— Ты меня совсем не слушаешь, сынок.
— Слушаю, мама.
Она долго и с каким-то сожалением смотрит на него:
— И у тебя седина рано появилась, как когда-то у отца… Ты помнишь своего отца?
Как не помнить! Отец умер давно, когда матери не было и сорока. Она выглядела молодо, и за нее сватались вдовцы, но она осталась одинокой — ради детей.
— Знаю я, чего они сватаются. Пропьют корову, а потом живи как хочешь.
Отец Шорникова не был хорошим хозяином: он и выпивал, и с удочкой посидеть любил или сходить в лес за грибами. Поэтому мать сама вела хозяйство.
Отец умел читать и писать, мать ставила крестики, если ей приходилось расписываться. Из сестер Шорникова никто не оканчивал даже начальной школы, шли работать. Мать считала, что и сына не нужно учить, чтобы не отбился далеко от матери. Но потом махнула рукой: босяк, мол, пусть учится. Из техникума он стал высылать ей часть своей стипендии, а сам жил на приработки — пилил дрова с ребятами, разгружал вагоны с углем на станции, случалось — и негашеную известь, после чего сильно першило в горле. Мать была довольна, начинала жалеть, что дочки не учились. А потом война. Пришли немцы и съели ее корову, двух младших дочерей угнали на работы в Германию. После войны старшие дочери бросили деревню и уехали на юг, на шахты, — осталась одна.
— Что же не спросишь, сынок, как мне живется?
— Я и так знаю, мама.
Она заплакала.
— Все говорят: вырастила сына, вывела в люди, а какое тебе счастье от этого? Он там чуть ли не в хоромах царских живет, а ты зимой хворост на своих плечах из лесу таскаешь. Испокон ведь веков считалось, где сын, там и его матка. Разве бы я тебе помешала? Хозяйство бы ваше вела.
— Мама, да у меня все хозяйство — вот эта шинель на мне да дорожный чемодан — и все! И за всю свою службу не имел еще ни одной квартиры.
Она только тяжело вздохнула.
Посидели, поговорили, потом Шорников и Елена уехали на работу, а гостью оставили дома.
Елена объяснила, где для нее обед, но она так и не дотронулась ни до чего до вечера. К ужину Николай принес бутылку «Столичной» — красное вино в деревне называли бурдой, и мать его не пила.
— Я тут у вас целый день просидела как в тюрьме.
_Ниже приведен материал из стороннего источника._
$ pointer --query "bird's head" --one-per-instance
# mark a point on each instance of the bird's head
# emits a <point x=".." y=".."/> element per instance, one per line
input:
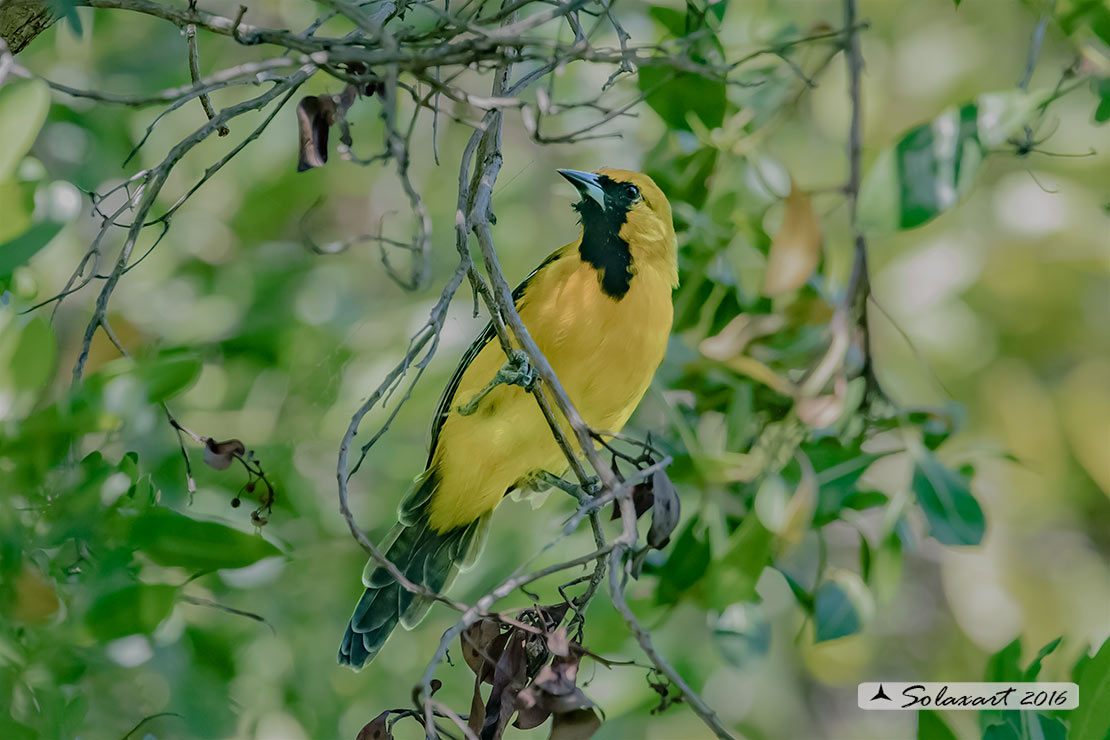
<point x="625" y="218"/>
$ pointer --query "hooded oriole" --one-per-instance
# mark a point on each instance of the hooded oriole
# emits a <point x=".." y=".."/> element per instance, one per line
<point x="599" y="310"/>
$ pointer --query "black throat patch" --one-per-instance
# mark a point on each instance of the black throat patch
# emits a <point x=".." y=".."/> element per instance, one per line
<point x="602" y="245"/>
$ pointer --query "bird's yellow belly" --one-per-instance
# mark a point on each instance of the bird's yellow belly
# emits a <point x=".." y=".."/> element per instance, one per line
<point x="604" y="353"/>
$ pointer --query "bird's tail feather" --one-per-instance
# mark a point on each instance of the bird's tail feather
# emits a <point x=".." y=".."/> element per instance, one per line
<point x="425" y="557"/>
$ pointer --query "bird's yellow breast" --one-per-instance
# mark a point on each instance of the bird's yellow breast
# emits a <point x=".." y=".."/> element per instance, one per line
<point x="604" y="351"/>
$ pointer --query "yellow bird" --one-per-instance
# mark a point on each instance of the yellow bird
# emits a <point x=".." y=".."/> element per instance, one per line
<point x="599" y="310"/>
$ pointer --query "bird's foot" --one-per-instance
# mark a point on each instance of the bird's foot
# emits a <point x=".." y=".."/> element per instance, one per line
<point x="581" y="493"/>
<point x="516" y="371"/>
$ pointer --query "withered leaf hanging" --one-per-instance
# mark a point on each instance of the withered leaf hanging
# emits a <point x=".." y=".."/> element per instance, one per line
<point x="315" y="115"/>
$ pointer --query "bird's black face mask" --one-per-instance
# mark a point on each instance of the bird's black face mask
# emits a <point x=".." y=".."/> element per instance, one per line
<point x="603" y="210"/>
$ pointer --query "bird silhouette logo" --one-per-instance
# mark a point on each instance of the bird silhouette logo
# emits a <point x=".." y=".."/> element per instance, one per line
<point x="880" y="695"/>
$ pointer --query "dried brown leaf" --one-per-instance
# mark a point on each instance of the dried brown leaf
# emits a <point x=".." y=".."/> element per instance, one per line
<point x="315" y="114"/>
<point x="796" y="249"/>
<point x="665" y="510"/>
<point x="557" y="642"/>
<point x="508" y="678"/>
<point x="220" y="455"/>
<point x="375" y="729"/>
<point x="476" y="718"/>
<point x="476" y="644"/>
<point x="577" y="725"/>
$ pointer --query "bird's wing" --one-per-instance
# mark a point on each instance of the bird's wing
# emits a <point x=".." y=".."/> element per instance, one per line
<point x="487" y="334"/>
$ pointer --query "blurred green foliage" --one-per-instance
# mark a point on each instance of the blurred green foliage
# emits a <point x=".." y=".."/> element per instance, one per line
<point x="810" y="555"/>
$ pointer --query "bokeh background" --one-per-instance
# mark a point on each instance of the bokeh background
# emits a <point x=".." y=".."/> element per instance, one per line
<point x="998" y="306"/>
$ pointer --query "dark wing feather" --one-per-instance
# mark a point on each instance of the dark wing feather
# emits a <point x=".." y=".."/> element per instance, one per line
<point x="487" y="334"/>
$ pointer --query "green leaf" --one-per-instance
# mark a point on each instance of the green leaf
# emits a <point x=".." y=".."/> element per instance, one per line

— А вы бы на улицу вышли, погуляли, — сказала Елена.
— Боялась, что дверь захлопнется, не войду потом. Да и заблужусь. Тут у вас все двери одинаковы…
Она пила и не пьянела. Она была уже в том возрасте, до которого если уж дожил человек, то становится твердым, ничто его не берет.
Раньше мать любила петь. Особенно на жнивье. И такие песни, за которые отец поругивал ее. И сейчас глаза ее блестели, но, видимо, она стеснялась, ждала приглашения.
— Может, споем, мама?
— Споем. — Она взглянула на Елену: как, мол, отнесется к этому хозяйка?
— Очень прошу вас! — сказала Елена. — Не стесняйтесь.
Мать подперла рукой подбородок, склонила седую голову, покрытую черной косынкой, и запела:
Он начал ей подпевать, и по ее лицу покатились слезы, она вытирала их белым ситцевым платком, который мяла в сухих корявых пальцах.
— Мама!
Но она уже не слушала его. Она решила обязательно пропеть до конца эту песню, которую чаще всего пели за столом его деды и прадеды.
Елена сидела молча. Она чего-то испугалась — видимо, для нее это все было слишком ново и ошеломляло.
— Я еще никогда не слышала, чтобы люди так изливали душу в песне, — сказала она. — Наверное, вам правда горько живется.
— Было и горше, доченька!
Он налил в стаканы еще водки, но мать отстранила свой:
— Не хочу, сынок. Не пошло что-то, колом в горле стало.
Он задумался.
— Что ты загрустил, Коля?
— Да так.
— Хотела я тебе один свой сон рассказать. Вздремнула днем на диване, и приснился.
— Ну, расскажи.
— Так вот… Зашла будто я в какие-то дремучие болота и провалилась, стало меня засасывать. Я кричу, зову на помощь, а никто не откликается, никто мне рученьки не подаст. А кругом все начало гореть… К чему бы это?
— К морозу, наверное.
— Может, и к морозу. А тебе страшные сны снятся, сынок?